Curatorial Conversation Redefining Visibility

Redefining Visibility © Goethe Pop Up Houston

Wed, 12/02/2020

Online

Artist and educator Rabéa Ballin in conversation with curators and heads of art organizations in Houston and Berlin.

Rabéa Ballin will discuss the innovative ways art is being made visible and accessible during Covid-19 times with Janice Bond (Deputy Director, Contemporary Arts Museum Houston), Danielle Burns Wilson (Curator, African American Library at the Gregory School) and Julia Grosse (Editor-In-Chief, Contemporary &).

The conversation seeks to highlight collective creative action across three different types of spaces and locations, address the challenges of looking at art in the midst of a pandemic and provide an opportunity for artists and audiences to ask curators direct questions.

Join the conversation on Wednesday, December 2 at 1PM CST via Zoom at the link below.
Register
About the Participants:

Born in Germany, raised in Louisiana, Houston-based artist Rabéa Ballin earned her BFA in design at McNeese State University and her MFA in drawing and painting at the University of Houston. Her multi-disciplinary works explore the uniqueness of self-identity, hair politics, and social commentary. She documents these themes primarily through drawing, digital photography and various printmaking practices. In addition to working as an independent artist, she is a member of the all-female ROUX printmaking collective since 2011. Rabea has served as an artist board member at both Art League Houston and DiverseWorks, and has completed residencies at DiverseWorks, Tougaloo College and Project Row Houses. Rabea currently serves as department chair and assistant professor of art history and drawing at Lone Star College. She currently lives and works in Houston’s historical Third Ward community.

From Texas to Tokyo, local visual art exhibitions to international music festivals, Janice Bond's forward thinking/high-energy approach has been utilized to develop a myriad of cultural productions and experiences across the globe. Her interest and contributions to the arts stem from a passion for supporting the development of more transformative, inclusive, and sustainable creative ecosystems. From 2013 to 2015, she served as Director of Arts and Culture at IMAN with a focus of using art as a foundation and pathway for social justice and restorative healing for both Chicago's Southwest Side and in similar marginalized communities around the United States. In 2015, The Art Allies was launched, an initiative created to educate and develop visual art collectors and arts entrepreneurs. In 2016, Janice Bond became the Director of Music and Social Programming for The Kimpton Gray Hotel in Chicago, Illinois, then Hotel Van Zandt in Austin, Texas. In 2020, she was appointed as the Deputy Director of  Contemporary Arts Museum Houston.

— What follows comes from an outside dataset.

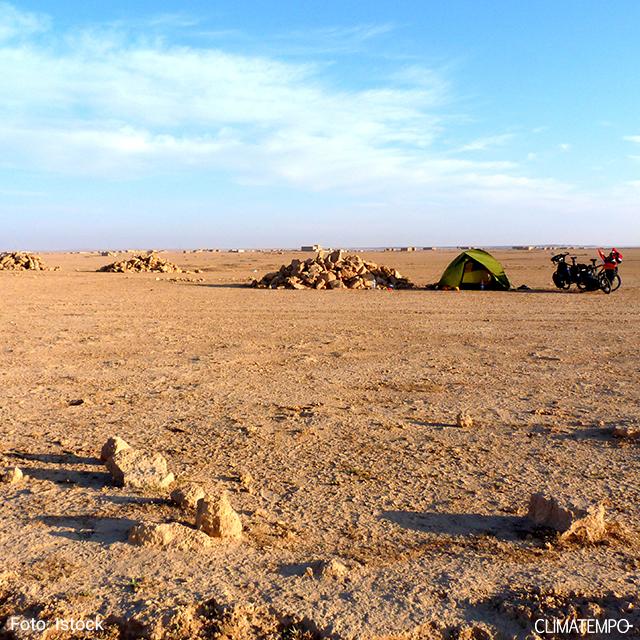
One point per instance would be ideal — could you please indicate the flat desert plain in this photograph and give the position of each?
(329, 418)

Danielle Burns Wilson serves as curator at the Houston Public Library and manager of the African American Library at the Gregory School. Wilson is also an adjunct professor at Lone Star College, North Harris Campus. From 2010- 2013 Wilson served as curator at the Houston Museum of African American Culture (HMAAC). With Michelle White of the Menil Collection, Wilson organized The Whole World Was Watching: Civil Rights Era Photographs from Edmund Carpenter and Adelaide de Menil and in 2011 she was a guest curator for Curate NYC. In 2016, she organized the popular exhibition Sunday Go To Meeting: African American Women and Church Hats in Houston.  In 2018, she opened, Chasing Perfection: The Work and Life of Architect John S. Chase. Wilson received the distinguished Pace Setters Award in 2014 from the Association of African American Museums (supported by the National Museum of African American History and Culture in Washington DC). 
 
Julia Grosse is co-founder and artistic director of Contemporary And (C&), a dynamic platform comprising the publications C& Magazine and C& América Latina Magazine as well as C& Projects and C& Education. Grosse is a lecturer at the Institute for Art in Context at the University of the Arts in Berlin. She studied art history, German literature and media studies and worked as a columnist and arts journalist in London for the Tagezeitung (taz), Frankfurter Allgemeine Sonntagszeitung (FAS), Architectural Digest, and the Süddeutsche Zeitung. Grosse has published articles in various art publications and co-edited books, her publication "Ein Leben lang" (2018) was published by Hoffman und Campe. In 2020 she curated the festival "Friendly Confrontations: Festival für Globale Kunst und Institutionskritik" at the Kammerspiele München.